Although I am partial to the chill of autumn months, we were only partway through July, which means only halfway through summer.
There would still be another full month of 80 or even 90-degree weather in August and at least another month and a half of summer according to the calendar. Not to mention those pesky dog days that return once you’ve gotten a sneak preview of the cooler weather. Then you break out the flannel shirts only to be scorched alive when you step out the door to a still lingering 83 degrees.
I walked over to the candle kiosk, looking down my nose at the gross consumerism on full display. In the back of my mind, I wondered how long before I would start to see pumpkins and black cats replace the three-ring binders and packs of No. 2 pencils in the seasonal section of store shelves. How long would it be until that most controversial of drinks would appear on coffee shop menus: the dreaded pumpkin spice latte.
Why stop there? I’m sure the colored bulbs and Santa Claus hats won’t be far behind that, either. And why not? People eat it up. Why wouldn’t retailers put their autumn decorations on display in July as long as people buy it? We can get excited about that season while we’re still slapping mosquitos off our arms every time we walk out the door. Might as well stuff the shelves full of crap people will stuff their carts with simply because it’s there.
The thought sickened me as I stood there, staring at the mess. I picked up one of the candles to confirm my criticism, cracked open the lid and took a whiff.
Just as I guessed, it was the same old scent as last year.
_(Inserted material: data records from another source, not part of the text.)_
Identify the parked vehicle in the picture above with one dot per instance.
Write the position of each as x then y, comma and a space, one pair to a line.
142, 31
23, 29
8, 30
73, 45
That same old solid orange wax with the same overly doctored photo of golden leaf-littered trails through a perfect October forest. The same mixture of nutmeg and cinnamon, a dash of vanilla, all flirting with the smooth aroma of sharp pumpkin pie spice. It put me in mind of the way the house would smell when I’d come in from raking leaves and mom would have a sheet of freshly baked cookies cooling on the stove.
I set the lid back down on the display and looked up at the woman behind the counter.
“I’ll take two, please.”
-Michael Williamson is a reporter for the Journal-Tribune.